I had 3 errors in the project and was focused on this error concerning the ObjectDataProvider. I found out that this error cannot be resolved if the project can't build due to other errors. I had a couple other event handlers whose code had been deleted. I needed to also delete the code that tried to link the handlers to the controls.
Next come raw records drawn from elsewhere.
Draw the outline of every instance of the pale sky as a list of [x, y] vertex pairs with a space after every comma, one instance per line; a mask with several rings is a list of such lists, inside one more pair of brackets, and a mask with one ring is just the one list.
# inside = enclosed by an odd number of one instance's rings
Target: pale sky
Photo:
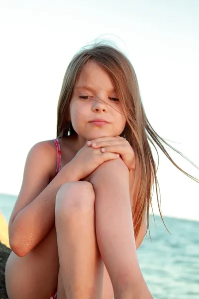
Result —
[[[55, 138], [67, 65], [101, 34], [130, 58], [157, 133], [199, 166], [199, 15], [198, 0], [1, 0], [0, 193], [18, 194], [28, 151]], [[199, 170], [170, 152], [199, 178]], [[199, 184], [160, 157], [163, 215], [199, 220]]]

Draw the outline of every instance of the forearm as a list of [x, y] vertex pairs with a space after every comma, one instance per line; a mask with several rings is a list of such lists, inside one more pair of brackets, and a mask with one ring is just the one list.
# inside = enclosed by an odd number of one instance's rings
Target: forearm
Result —
[[137, 259], [128, 169], [119, 159], [108, 161], [94, 172], [91, 181], [96, 193], [98, 244], [114, 292], [121, 294], [127, 288], [140, 298], [152, 298]]
[[41, 193], [16, 215], [9, 225], [12, 249], [23, 256], [46, 235], [55, 221], [55, 199], [65, 183], [79, 180], [70, 165], [65, 165]]

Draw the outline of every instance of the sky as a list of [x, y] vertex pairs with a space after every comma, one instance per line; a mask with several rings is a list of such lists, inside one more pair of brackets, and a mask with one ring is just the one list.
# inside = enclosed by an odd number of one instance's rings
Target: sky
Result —
[[[29, 150], [56, 137], [67, 65], [98, 38], [130, 59], [155, 130], [199, 166], [199, 15], [197, 0], [1, 0], [0, 193], [17, 195]], [[199, 184], [158, 152], [163, 214], [199, 220]], [[169, 153], [199, 178], [199, 170]], [[158, 214], [155, 196], [153, 202]]]

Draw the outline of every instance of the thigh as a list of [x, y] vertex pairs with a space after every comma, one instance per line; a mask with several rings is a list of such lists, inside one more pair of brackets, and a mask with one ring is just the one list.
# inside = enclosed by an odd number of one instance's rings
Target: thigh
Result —
[[27, 255], [10, 254], [5, 267], [9, 299], [48, 299], [57, 287], [59, 259], [54, 227]]

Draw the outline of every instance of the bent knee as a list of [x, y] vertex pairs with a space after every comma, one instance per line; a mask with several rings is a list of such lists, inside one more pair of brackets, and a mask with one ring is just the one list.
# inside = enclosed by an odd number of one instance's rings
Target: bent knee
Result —
[[65, 183], [57, 193], [55, 215], [83, 212], [95, 208], [95, 192], [93, 185], [87, 181]]

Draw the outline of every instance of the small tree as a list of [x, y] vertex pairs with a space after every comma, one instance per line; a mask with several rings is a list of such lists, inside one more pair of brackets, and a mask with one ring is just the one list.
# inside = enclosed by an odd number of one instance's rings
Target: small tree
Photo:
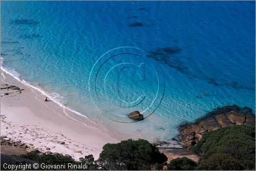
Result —
[[197, 166], [195, 161], [183, 157], [172, 160], [167, 165], [167, 169], [169, 170], [194, 170]]
[[226, 154], [216, 153], [199, 162], [198, 170], [240, 170], [243, 169], [238, 160]]
[[150, 170], [154, 165], [162, 167], [167, 160], [165, 155], [147, 140], [130, 139], [105, 144], [98, 163], [106, 170]]

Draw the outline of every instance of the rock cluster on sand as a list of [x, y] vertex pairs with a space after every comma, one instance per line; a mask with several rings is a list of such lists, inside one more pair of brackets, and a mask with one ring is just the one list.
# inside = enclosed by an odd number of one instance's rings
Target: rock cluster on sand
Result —
[[[21, 89], [19, 87], [17, 87], [17, 86], [14, 86], [14, 85], [9, 85], [8, 84], [1, 84], [1, 90], [9, 90], [9, 89], [11, 89], [11, 90], [16, 90], [16, 92], [19, 93], [22, 93], [22, 91], [24, 90], [24, 89]], [[7, 93], [7, 94], [6, 94], [6, 93]], [[4, 95], [8, 95], [8, 93], [5, 93]]]
[[181, 134], [179, 137], [184, 144], [183, 147], [190, 149], [205, 132], [243, 124], [255, 125], [255, 115], [251, 109], [241, 108], [236, 105], [224, 106], [208, 113], [195, 124], [182, 127]]
[[[2, 136], [1, 137], [1, 153], [2, 153], [3, 151], [11, 151], [12, 153], [15, 152], [15, 154], [10, 154], [10, 152], [7, 152], [6, 154], [9, 155], [20, 155], [19, 153], [23, 153], [23, 154], [26, 154], [28, 152], [33, 152], [37, 154], [38, 155], [42, 155], [45, 154], [53, 154], [54, 155], [61, 155], [67, 157], [71, 157], [71, 156], [68, 154], [63, 155], [62, 154], [59, 154], [58, 153], [52, 153], [49, 150], [50, 149], [49, 148], [46, 148], [47, 150], [45, 153], [42, 152], [39, 150], [41, 149], [36, 149], [33, 146], [33, 144], [30, 143], [28, 144], [26, 144], [25, 143], [22, 142], [20, 140], [12, 140], [10, 138], [8, 138], [6, 136]], [[64, 142], [65, 143], [65, 142]], [[12, 150], [9, 150], [11, 148]], [[16, 150], [15, 150], [15, 149]], [[18, 150], [20, 149], [20, 150]], [[41, 149], [41, 150], [40, 150]], [[22, 151], [22, 150], [23, 151]]]
[[128, 117], [135, 120], [141, 120], [143, 119], [142, 115], [138, 111], [135, 111], [128, 115]]

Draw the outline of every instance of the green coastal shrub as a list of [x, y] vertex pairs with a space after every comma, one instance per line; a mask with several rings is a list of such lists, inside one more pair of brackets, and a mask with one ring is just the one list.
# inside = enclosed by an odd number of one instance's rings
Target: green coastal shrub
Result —
[[170, 161], [167, 165], [168, 170], [194, 170], [197, 166], [197, 163], [186, 157], [177, 158]]
[[207, 159], [201, 160], [197, 169], [205, 170], [242, 170], [243, 167], [239, 161], [233, 157], [226, 154], [216, 153]]
[[[215, 165], [212, 163], [212, 158], [217, 159], [217, 156], [220, 157], [220, 154], [222, 154], [229, 156], [224, 161], [226, 163], [227, 160], [234, 163], [238, 161], [242, 169], [255, 169], [255, 125], [234, 126], [208, 132], [191, 150], [201, 154], [199, 168], [202, 164], [206, 167], [205, 164], [209, 164], [211, 169], [218, 170], [218, 168], [212, 167]], [[222, 166], [224, 163], [221, 164]]]
[[167, 160], [147, 140], [130, 139], [105, 144], [98, 161], [105, 170], [150, 170], [162, 168]]

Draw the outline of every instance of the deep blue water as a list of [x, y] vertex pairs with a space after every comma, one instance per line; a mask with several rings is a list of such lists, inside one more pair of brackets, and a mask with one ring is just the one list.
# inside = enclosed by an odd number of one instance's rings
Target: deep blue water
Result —
[[[255, 45], [254, 2], [1, 1], [2, 67], [127, 138], [254, 110]], [[148, 117], [111, 120], [134, 110]]]

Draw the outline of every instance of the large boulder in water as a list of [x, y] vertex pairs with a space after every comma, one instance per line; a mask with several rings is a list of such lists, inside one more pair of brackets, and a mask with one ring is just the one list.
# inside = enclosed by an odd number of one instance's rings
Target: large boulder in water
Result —
[[135, 120], [141, 120], [143, 119], [142, 115], [137, 110], [132, 112], [128, 115], [128, 116], [130, 118]]
[[233, 124], [242, 125], [245, 122], [245, 115], [242, 113], [231, 111], [227, 114], [227, 118]]

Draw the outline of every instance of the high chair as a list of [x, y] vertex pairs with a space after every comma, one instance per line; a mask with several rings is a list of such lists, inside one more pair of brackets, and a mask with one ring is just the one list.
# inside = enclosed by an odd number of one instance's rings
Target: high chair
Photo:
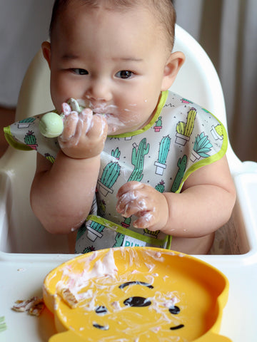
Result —
[[[199, 44], [178, 26], [176, 28], [174, 51], [182, 51], [186, 62], [171, 90], [207, 108], [226, 127], [224, 98], [216, 70]], [[48, 65], [39, 51], [24, 77], [16, 121], [54, 108], [49, 76]], [[9, 147], [0, 160], [0, 250], [14, 253], [68, 252], [66, 238], [46, 232], [30, 207], [29, 191], [36, 155], [34, 151], [23, 152]], [[256, 170], [255, 163], [242, 163], [238, 160], [230, 143], [227, 157], [233, 177]], [[246, 232], [239, 230], [243, 239], [240, 252], [246, 252], [250, 249], [249, 242], [246, 242]]]
[[[171, 90], [212, 112], [226, 127], [224, 98], [215, 68], [199, 44], [178, 26], [174, 51], [182, 51], [186, 59]], [[54, 108], [49, 75], [40, 51], [24, 77], [16, 121]], [[42, 342], [55, 333], [53, 316], [48, 311], [34, 318], [10, 308], [17, 299], [41, 296], [46, 274], [74, 257], [67, 254], [66, 237], [45, 231], [30, 207], [36, 155], [34, 151], [9, 147], [0, 159], [0, 317], [5, 316], [7, 326], [6, 331], [0, 331], [1, 341]], [[221, 334], [233, 342], [253, 341], [257, 336], [257, 166], [252, 162], [241, 162], [229, 142], [227, 157], [237, 190], [236, 204], [230, 222], [219, 229], [223, 235], [214, 242], [218, 252], [198, 258], [217, 267], [229, 281]], [[221, 336], [211, 341], [228, 340]]]

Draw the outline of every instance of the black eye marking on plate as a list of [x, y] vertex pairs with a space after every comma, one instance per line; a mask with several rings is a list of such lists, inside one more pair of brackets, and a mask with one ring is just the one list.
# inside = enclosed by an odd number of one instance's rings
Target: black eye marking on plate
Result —
[[178, 329], [181, 329], [181, 328], [183, 328], [185, 326], [183, 324], [180, 324], [179, 326], [172, 326], [171, 328], [170, 328], [171, 330], [178, 330]]
[[139, 308], [149, 306], [149, 305], [151, 304], [151, 302], [148, 298], [135, 296], [125, 299], [124, 304], [128, 306], [136, 306]]
[[151, 284], [145, 283], [144, 281], [128, 281], [127, 283], [121, 284], [119, 286], [119, 289], [122, 290], [126, 286], [129, 286], [130, 285], [142, 285], [143, 286], [148, 287], [149, 289], [153, 289], [153, 285]]
[[107, 314], [107, 312], [108, 312], [107, 309], [105, 306], [101, 305], [99, 306], [97, 306], [97, 308], [96, 309], [96, 313], [98, 315], [105, 315], [106, 314]]
[[180, 309], [178, 308], [178, 306], [171, 306], [171, 308], [169, 308], [168, 311], [173, 315], [177, 315], [178, 314], [180, 313]]
[[109, 326], [100, 326], [100, 324], [98, 324], [97, 323], [94, 323], [93, 326], [95, 328], [97, 328], [98, 329], [100, 330], [109, 330]]

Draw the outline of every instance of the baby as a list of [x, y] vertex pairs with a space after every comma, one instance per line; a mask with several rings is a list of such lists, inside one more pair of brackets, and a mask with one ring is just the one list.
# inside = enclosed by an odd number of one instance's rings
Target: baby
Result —
[[76, 234], [76, 252], [206, 254], [231, 216], [224, 128], [168, 91], [185, 58], [175, 19], [170, 0], [54, 3], [42, 51], [64, 128], [54, 163], [38, 154], [31, 203], [47, 231]]

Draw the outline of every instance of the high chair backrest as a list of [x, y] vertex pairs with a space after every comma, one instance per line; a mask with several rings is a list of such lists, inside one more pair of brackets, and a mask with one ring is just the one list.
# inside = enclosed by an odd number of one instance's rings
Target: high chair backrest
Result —
[[[222, 88], [215, 68], [205, 51], [193, 37], [178, 26], [173, 51], [183, 51], [186, 62], [171, 90], [208, 109], [226, 127]], [[18, 100], [16, 121], [54, 108], [49, 84], [49, 67], [40, 51], [31, 61], [24, 77]], [[29, 190], [36, 167], [36, 155], [33, 151], [16, 151], [9, 147], [0, 160], [0, 175], [2, 177], [0, 177], [0, 187], [1, 179], [6, 178], [5, 186], [10, 187], [6, 196], [11, 196], [12, 200], [8, 202], [6, 200], [6, 205], [9, 207], [6, 207], [5, 211], [9, 212], [11, 217], [9, 225], [11, 226], [11, 236], [16, 237], [14, 242], [6, 238], [6, 245], [0, 246], [0, 249], [23, 253], [65, 252], [67, 247], [64, 240], [46, 233], [30, 208]], [[230, 144], [227, 155], [233, 172], [241, 162]], [[10, 229], [10, 227], [8, 229]], [[7, 236], [9, 232], [0, 231], [1, 234]], [[28, 242], [31, 244], [29, 244]]]

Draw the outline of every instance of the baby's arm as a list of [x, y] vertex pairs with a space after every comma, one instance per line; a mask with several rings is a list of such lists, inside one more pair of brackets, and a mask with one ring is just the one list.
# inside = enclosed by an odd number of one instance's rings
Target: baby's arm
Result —
[[117, 211], [136, 214], [135, 227], [181, 237], [198, 237], [215, 232], [229, 219], [236, 191], [226, 157], [191, 175], [180, 194], [161, 194], [135, 182], [118, 192]]
[[79, 227], [90, 210], [108, 127], [90, 110], [71, 112], [64, 126], [54, 163], [38, 155], [31, 203], [46, 230], [66, 234]]

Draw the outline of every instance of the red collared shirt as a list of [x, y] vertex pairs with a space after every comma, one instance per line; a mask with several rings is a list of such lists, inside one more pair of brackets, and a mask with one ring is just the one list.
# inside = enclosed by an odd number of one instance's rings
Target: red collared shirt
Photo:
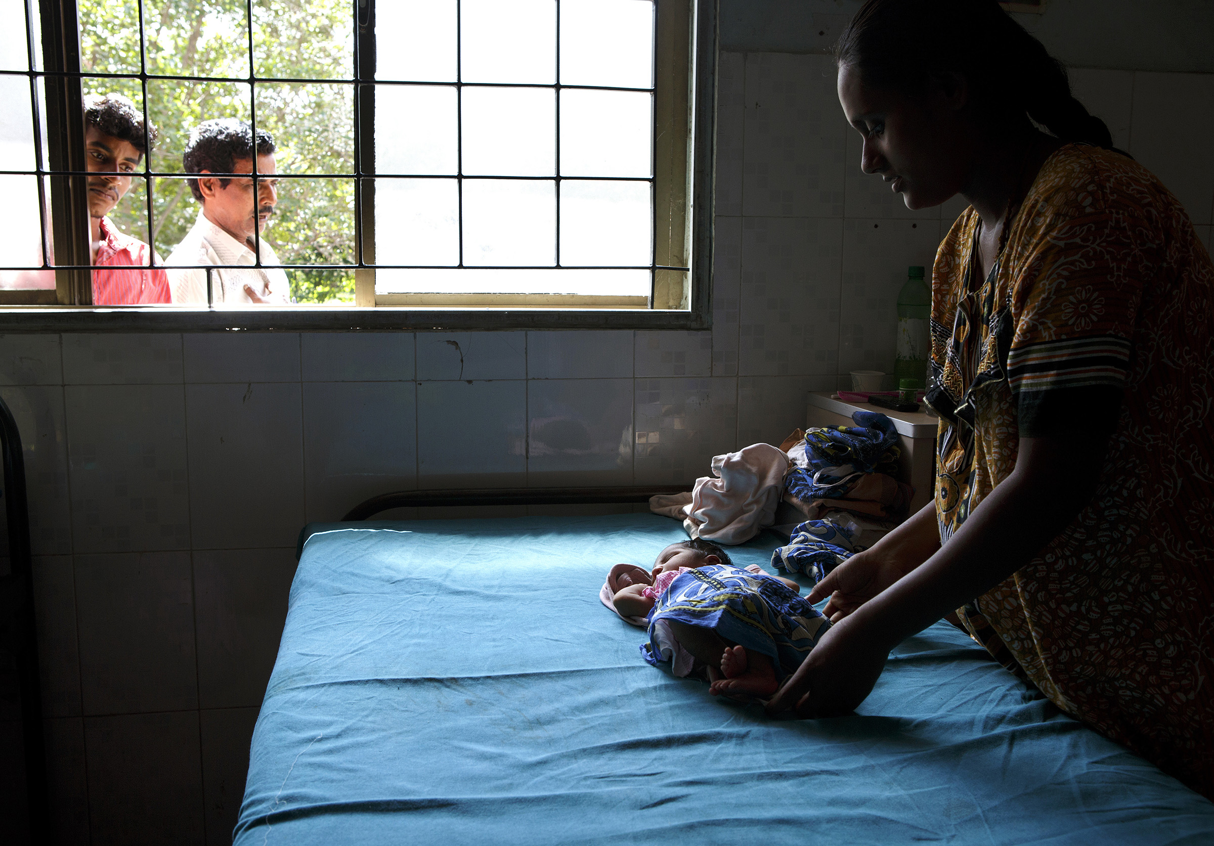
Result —
[[[108, 217], [101, 218], [101, 246], [93, 267], [143, 267], [140, 271], [93, 271], [92, 305], [132, 306], [148, 302], [171, 302], [169, 277], [164, 269], [149, 268], [152, 248], [127, 234]], [[160, 257], [157, 256], [157, 263]]]

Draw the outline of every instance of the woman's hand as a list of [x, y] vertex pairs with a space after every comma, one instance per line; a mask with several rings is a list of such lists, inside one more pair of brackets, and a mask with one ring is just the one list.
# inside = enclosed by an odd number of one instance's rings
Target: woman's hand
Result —
[[904, 560], [883, 555], [873, 547], [857, 552], [835, 567], [805, 598], [821, 602], [829, 596], [830, 601], [822, 613], [832, 623], [838, 623], [912, 569], [914, 566], [908, 567]]
[[798, 717], [830, 717], [853, 711], [885, 669], [889, 646], [845, 619], [830, 626], [766, 704], [767, 716], [793, 709]]

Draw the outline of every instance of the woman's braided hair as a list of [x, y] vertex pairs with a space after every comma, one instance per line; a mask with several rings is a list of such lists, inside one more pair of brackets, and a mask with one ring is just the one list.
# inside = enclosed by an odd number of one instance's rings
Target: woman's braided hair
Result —
[[835, 62], [869, 85], [903, 90], [959, 73], [976, 110], [997, 125], [1027, 115], [1062, 141], [1113, 149], [1105, 121], [1071, 95], [1062, 63], [997, 0], [868, 0], [839, 38]]

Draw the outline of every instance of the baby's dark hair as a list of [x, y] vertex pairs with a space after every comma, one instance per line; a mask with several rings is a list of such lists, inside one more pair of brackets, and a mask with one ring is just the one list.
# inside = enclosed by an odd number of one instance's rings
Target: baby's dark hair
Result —
[[686, 546], [690, 550], [696, 550], [697, 552], [699, 552], [700, 558], [715, 555], [717, 558], [721, 560], [722, 564], [733, 563], [732, 561], [730, 561], [730, 556], [725, 553], [725, 550], [714, 544], [711, 540], [704, 540], [703, 538], [692, 538], [691, 540], [685, 540], [676, 545]]

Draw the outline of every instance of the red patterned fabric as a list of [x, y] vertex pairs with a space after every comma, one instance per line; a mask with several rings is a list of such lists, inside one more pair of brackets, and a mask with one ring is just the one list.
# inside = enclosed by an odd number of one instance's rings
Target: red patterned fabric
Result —
[[[118, 231], [108, 217], [101, 218], [101, 248], [93, 267], [148, 267], [152, 248]], [[157, 260], [157, 263], [160, 263]], [[161, 268], [140, 271], [93, 271], [92, 305], [132, 306], [171, 302], [169, 277]]]
[[1063, 711], [1214, 799], [1209, 254], [1155, 176], [1083, 144], [1050, 157], [971, 284], [977, 226], [958, 218], [932, 274], [941, 539], [1020, 437], [1110, 441], [1091, 503], [958, 615]]

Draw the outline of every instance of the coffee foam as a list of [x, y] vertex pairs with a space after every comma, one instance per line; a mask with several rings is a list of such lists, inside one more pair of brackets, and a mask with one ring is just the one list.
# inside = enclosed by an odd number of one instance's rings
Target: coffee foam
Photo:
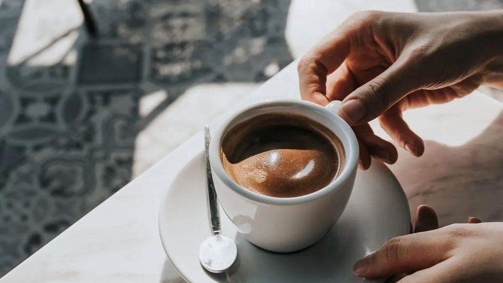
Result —
[[255, 192], [280, 197], [320, 189], [339, 174], [344, 148], [319, 123], [290, 113], [260, 115], [225, 135], [221, 159], [227, 174]]

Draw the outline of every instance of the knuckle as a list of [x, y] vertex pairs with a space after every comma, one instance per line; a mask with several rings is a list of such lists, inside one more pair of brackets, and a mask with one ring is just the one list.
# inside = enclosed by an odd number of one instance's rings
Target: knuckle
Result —
[[394, 238], [388, 241], [384, 253], [384, 258], [387, 262], [396, 262], [399, 260], [403, 252], [402, 241], [403, 239], [400, 237]]
[[411, 60], [424, 60], [433, 56], [437, 50], [437, 44], [433, 41], [420, 44], [410, 51]]
[[369, 82], [367, 86], [372, 94], [371, 100], [381, 104], [383, 109], [387, 109], [391, 106], [390, 88], [385, 80], [376, 78]]
[[471, 235], [472, 231], [466, 224], [456, 223], [445, 227], [447, 236], [451, 240], [462, 239]]
[[317, 70], [325, 70], [326, 68], [318, 57], [318, 56], [311, 54], [304, 55], [297, 65], [297, 72], [299, 74], [307, 74], [316, 73]]

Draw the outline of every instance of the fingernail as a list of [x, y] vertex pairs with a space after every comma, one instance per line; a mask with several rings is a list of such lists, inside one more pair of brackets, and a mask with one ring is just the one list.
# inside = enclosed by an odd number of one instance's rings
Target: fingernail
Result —
[[409, 143], [406, 143], [405, 145], [405, 149], [407, 151], [414, 155], [414, 156], [418, 156], [417, 155], [417, 149], [413, 146], [412, 144]]
[[364, 275], [370, 268], [372, 263], [372, 254], [370, 254], [360, 260], [357, 261], [353, 267], [353, 272], [360, 276]]
[[356, 123], [365, 115], [366, 109], [363, 103], [358, 99], [352, 99], [343, 102], [339, 108], [344, 116], [351, 123]]
[[379, 160], [386, 163], [389, 163], [389, 153], [388, 152], [386, 151], [379, 151], [375, 153], [374, 155]]

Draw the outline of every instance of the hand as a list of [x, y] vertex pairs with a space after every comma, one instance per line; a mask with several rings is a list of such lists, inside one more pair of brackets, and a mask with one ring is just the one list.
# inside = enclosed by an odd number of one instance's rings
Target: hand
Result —
[[367, 124], [381, 126], [415, 156], [421, 137], [402, 118], [413, 107], [443, 103], [481, 85], [503, 87], [503, 12], [358, 13], [298, 65], [302, 98], [322, 105], [342, 100], [340, 115], [360, 141], [361, 167], [371, 156], [389, 164], [396, 148]]
[[[426, 222], [422, 227], [434, 229], [431, 208], [420, 207], [417, 219]], [[398, 283], [501, 282], [503, 223], [480, 222], [470, 218], [468, 224], [395, 238], [357, 262], [355, 273], [367, 278], [400, 274], [387, 281]]]

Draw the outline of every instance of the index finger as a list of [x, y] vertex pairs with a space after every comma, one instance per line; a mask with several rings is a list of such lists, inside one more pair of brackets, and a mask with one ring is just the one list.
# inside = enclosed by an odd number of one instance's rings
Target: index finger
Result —
[[303, 99], [325, 105], [326, 77], [334, 71], [349, 53], [348, 33], [343, 27], [329, 34], [299, 61], [297, 70]]
[[354, 271], [366, 278], [428, 268], [447, 259], [454, 243], [441, 229], [397, 237], [359, 260]]

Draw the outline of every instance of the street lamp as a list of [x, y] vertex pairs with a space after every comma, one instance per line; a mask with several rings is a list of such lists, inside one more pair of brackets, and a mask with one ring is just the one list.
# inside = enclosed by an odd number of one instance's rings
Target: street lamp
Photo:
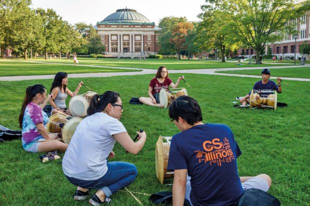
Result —
[[295, 39], [295, 47], [294, 47], [294, 65], [296, 65], [296, 39], [297, 39], [297, 34], [293, 34], [293, 38]]

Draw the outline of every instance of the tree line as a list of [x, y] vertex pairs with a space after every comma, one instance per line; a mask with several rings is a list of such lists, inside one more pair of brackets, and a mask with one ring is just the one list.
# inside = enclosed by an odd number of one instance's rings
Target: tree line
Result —
[[256, 62], [265, 46], [280, 41], [288, 34], [297, 33], [300, 17], [310, 8], [310, 0], [206, 0], [198, 15], [201, 21], [166, 17], [158, 26], [160, 53], [186, 54], [215, 51], [225, 61], [240, 47], [253, 48]]
[[[0, 45], [25, 59], [43, 55], [76, 52], [102, 52], [104, 46], [92, 25], [64, 20], [52, 8], [32, 9], [30, 0], [2, 0], [0, 4]], [[87, 33], [87, 34], [86, 34]]]

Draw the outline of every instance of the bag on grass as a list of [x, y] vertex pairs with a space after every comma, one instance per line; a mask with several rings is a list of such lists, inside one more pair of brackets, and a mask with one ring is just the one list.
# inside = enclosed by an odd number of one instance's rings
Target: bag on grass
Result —
[[129, 103], [132, 104], [143, 104], [143, 103], [139, 101], [139, 98], [136, 97], [132, 97], [129, 100]]
[[56, 151], [52, 152], [49, 152], [45, 155], [40, 155], [40, 157], [41, 162], [42, 163], [45, 163], [54, 160], [58, 160], [60, 158], [60, 156], [58, 155]]
[[276, 197], [259, 189], [248, 189], [239, 200], [238, 206], [280, 206]]

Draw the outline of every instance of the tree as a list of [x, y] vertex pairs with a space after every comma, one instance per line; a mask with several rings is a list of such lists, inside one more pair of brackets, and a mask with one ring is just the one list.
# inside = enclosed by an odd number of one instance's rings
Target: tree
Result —
[[281, 39], [280, 33], [294, 33], [293, 20], [308, 9], [308, 2], [296, 4], [293, 0], [206, 0], [216, 7], [232, 13], [229, 27], [243, 44], [254, 48], [256, 62], [266, 43]]
[[192, 28], [193, 25], [188, 22], [180, 22], [178, 23], [172, 30], [172, 36], [169, 39], [170, 42], [174, 45], [174, 47], [178, 54], [180, 58], [181, 51], [186, 49], [185, 37], [188, 32]]
[[307, 59], [307, 56], [310, 55], [310, 45], [308, 44], [308, 41], [304, 41], [300, 45], [300, 52], [306, 55], [306, 59]]
[[160, 20], [158, 24], [158, 27], [162, 29], [158, 37], [158, 44], [160, 46], [160, 53], [174, 54], [176, 52], [174, 44], [170, 41], [172, 37], [172, 31], [178, 23], [186, 21], [187, 20], [185, 17], [165, 17]]

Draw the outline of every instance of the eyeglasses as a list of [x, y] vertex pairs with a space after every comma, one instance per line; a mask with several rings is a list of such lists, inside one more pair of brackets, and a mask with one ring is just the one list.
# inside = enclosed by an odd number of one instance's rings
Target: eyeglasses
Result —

Then the project was able to build and see that the class I was trying to reference from ObjectDataProvider was available.

Solution 19 - C#

The name “XYZ” does not exist in the namespace “clr-namespace:ABC”

SOLVED!!

check whether the function you want to invoke / the class is present in the namespace

> Correct Example :

.XAML file

          <Window x:Class="objectbinding.MainWindow"
           <!--your xmlns:x .......
           namespace1 is the project name-->
           xmlns:m="clr-namespace:namespace1"
            Title="MainWindow" Height="350" Width="525">
    <Grid>
 <StackPanel Orientation="Vertical">
            <StackPanel.Resources>
                <ObjectDataProvider ObjectType="{x:Type m:StringData}"
                                    x:Key="anyname" MethodName="GetStrings"/>
                
            </StackPanel.Resources>

       ItemsSource="{Binding Source={StaticResource Runni}}" />
        </StackPanel>
    </Grid>

//StringData is the class name in xaml.cs and GetString is the Function

.XAML.CS file

 namespace namespace1
    {
       
        public partial class MainWindow : Window
        {
            public MainWindow()
            {
                InitializeComponent();
            }
           
        }
// the class StringData is defined in namespace namespace 1
        public class StringData
        {
            ObservableCollection<String> lst = new ObservableCollection<String>();
    
            public StringData()
            {
                lst.Add("Abhishek");
                lst.Add("Abhijit");
                lst.Add("Kunal");
                lst.Add("Sheo");
            }
            public ObservableCollection<String> GetStrings()
            {
                return lst;
            }
        }
    }

> Wrong example:

.XAML File

  <Window x:Class="objectbinding.MainWindow"
              <!--your xmlns:x .......
           namespace1 is the project name-->
           xmlns:m="clr-namespace:namespace1"
            Title="MainWindow" Height="350" Width="525">
    <Grid>
 <StackPanel Orientation="Vertical">
            <StackPanel.Resources>
                <ObjectDataProvider ObjectType="{x:Type m:StringData}"
                                    x:Key="anyname" MethodName="GetStrings"/>

            </StackPanel.Resources>

       ItemsSource="{Binding Source={StaticResource Runni}}" />
        </StackPanel>
    </Grid>

.XAML.CS

namespace namespace1
{
   
    public partial class MainWindow : Window
    {
        public MainWindow()
        {
            InitializeComponent();
        }
//The StringData is defined in the class mainWindow not in namespace namespace1
        public class StringData
        {
            ObservableCollection<String> lst = new ObservableCollection<String>();

            public StringData()
            {
                lst.Add("Abhishek");
                lst.Add("Abhijit");
                lst.Add("Kunal");
                lst.Add("Sheo");
            }
            public ObservableCollection<String> GetStrings()
            {
                return lst;
            }
        }
    }

}

Solution 20 - C#

In my case this error was caused by having signed assemblies with 'delay sign only' enabled. The solution was to run the command sn -Vr * from the developer console (as administrator). This registers the assembly for verification skipping. And then restart Visual Studio.

Solution 21 - C#

This may be due to the Release configuration. Designer needs to be used from Debug configuration.